Anyone, even high earners, can experience a financial hardship where you can’t pay bills.
According to a SunTrust survey, one-third of family households that have an annual income over $75,000 live paycheck-to-paycheck which can mean disaster if there’s a job loss or unexpected bills come up.
6 Steps to Take When You Can’t Pay Bills
If you get stuck in a financial hardship and can’t pay bills, here are 6 steps to take as quickly as possible:
Step #1: Put the situation in perspective
Even though your financial woes may make you feel anxious, try to stay positive. You probably have a lot to be grateful for. Put the situation in perspective by remembering that it’s temporary and you will get through it.
Keeping a positive mindset will get you out of your predicament and help you prevent it from happening again in the future.

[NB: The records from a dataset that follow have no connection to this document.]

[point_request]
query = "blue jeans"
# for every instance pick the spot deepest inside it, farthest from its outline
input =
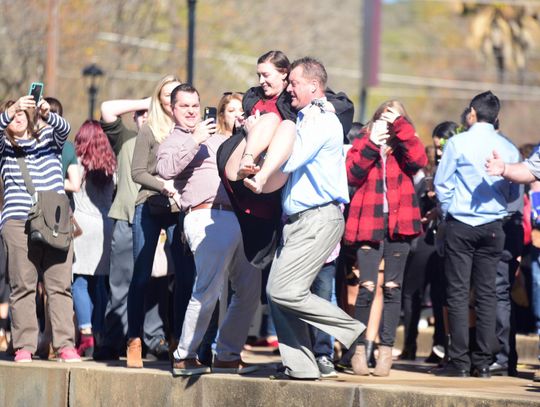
(89, 301)
(535, 271)
(323, 286)
(146, 230)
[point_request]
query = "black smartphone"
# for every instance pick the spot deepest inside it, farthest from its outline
(36, 90)
(210, 113)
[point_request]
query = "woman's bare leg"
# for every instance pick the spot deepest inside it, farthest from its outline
(269, 178)
(375, 313)
(258, 140)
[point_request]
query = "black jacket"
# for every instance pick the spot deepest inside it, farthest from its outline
(343, 105)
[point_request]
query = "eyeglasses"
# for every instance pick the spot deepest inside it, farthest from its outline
(233, 93)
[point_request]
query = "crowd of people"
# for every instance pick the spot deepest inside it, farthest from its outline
(182, 228)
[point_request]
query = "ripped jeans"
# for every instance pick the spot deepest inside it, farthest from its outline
(369, 257)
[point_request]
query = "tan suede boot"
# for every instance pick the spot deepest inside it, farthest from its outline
(384, 362)
(134, 353)
(359, 361)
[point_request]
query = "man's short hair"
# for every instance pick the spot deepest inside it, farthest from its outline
(312, 69)
(184, 87)
(56, 106)
(486, 106)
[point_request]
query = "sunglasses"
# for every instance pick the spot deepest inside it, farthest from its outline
(233, 93)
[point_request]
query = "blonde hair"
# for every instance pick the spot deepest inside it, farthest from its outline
(159, 120)
(222, 106)
(395, 104)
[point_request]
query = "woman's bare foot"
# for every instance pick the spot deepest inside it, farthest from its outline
(255, 184)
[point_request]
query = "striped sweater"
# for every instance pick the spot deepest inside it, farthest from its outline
(42, 157)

Stay focused on what you can do to resolve the hardship and pay bills instead of wasting time feeling guilty or resentful about any past mistakes or misfortunes.
Step #2: Confront your situation
Your first instinct may be to toss bills into a pile or to silence your phone to avoid bill collectors. Ignoring the situation may bring temporary relief, but unpaid bills always catch up with you.
Confront your situation by creating a spreadsheet that lists each of your bills with due dates and balances outstanding. Having all your financial challenges in one place with help you feel more in control.
Step #3: Prioritize your bills
Bills for basic necessities such as food, shelter, and transportation should take priority. Don’t jeopardize your ability to get to work by not paying your car loan, traffic tickets, or auto insurance.
If you have money left over after covering the bare necessities, think strategically. First, pay bills that could hurt you the most if they go unpaid.
For example, if you must choose, having cable TV shut off for non-payment is less harmful than not having phone service to communicate with family, work, or even a potential employer if you’re job hunting.
Step #4: Communicate with merchants and lenders
Don’t let past due bills sit without speaking to a representative of the company you owe. Be honest about the situation and ask for help, such as a reduced payment amount, a payment due date extension, or a temporary forbearance on payments.
Often, when you’re proactive, collectors are more willing to offer leniency–especially if you have a record of on-time payment.
Step #5: Resist high-interest loans
When you’re desperate to pay bills, payday loan advertisements start to look appealing, but they’re not the answer. Payday loans have incredibly high interest rates that could be as high as 1,000%. That can cause you to go deep into debt.
Instead, use one a low-interest personal loan or credit card to get out of a tight financial spot and pay your bills in the short term. Here are a few options:
- Prosper – offers loans up to $35,000 with rates starting at 5.99% APR
- Lending Club – offers loans up to $40,000 with with rates starting at 5.99% APR
- Simmons Visa – offers a 7.50% APR with no annual fees
Step #6: Tap into additional sources of income
If your regular paycheck isn’t stretching far enough, think about income alternatives. For example, if you’re paid hourly, consider working overtime at your current job.
Look for a second part-time or seasonal job that would work with your primary work schedule. You could also offer services to neighbors, coworkers, family, and friends like babysitting, house sitting, tutoring, repair work, or pet care to bring in more cash.
How to Avoid Money Trouble in the Future
Although it’s impossible to predict potential problems like unexpected bills or losing a job, your best defense is to build an emergency fund. After you financial situation gets back on track, make a goal to create a spending plan and slowly build a strong financial safety net.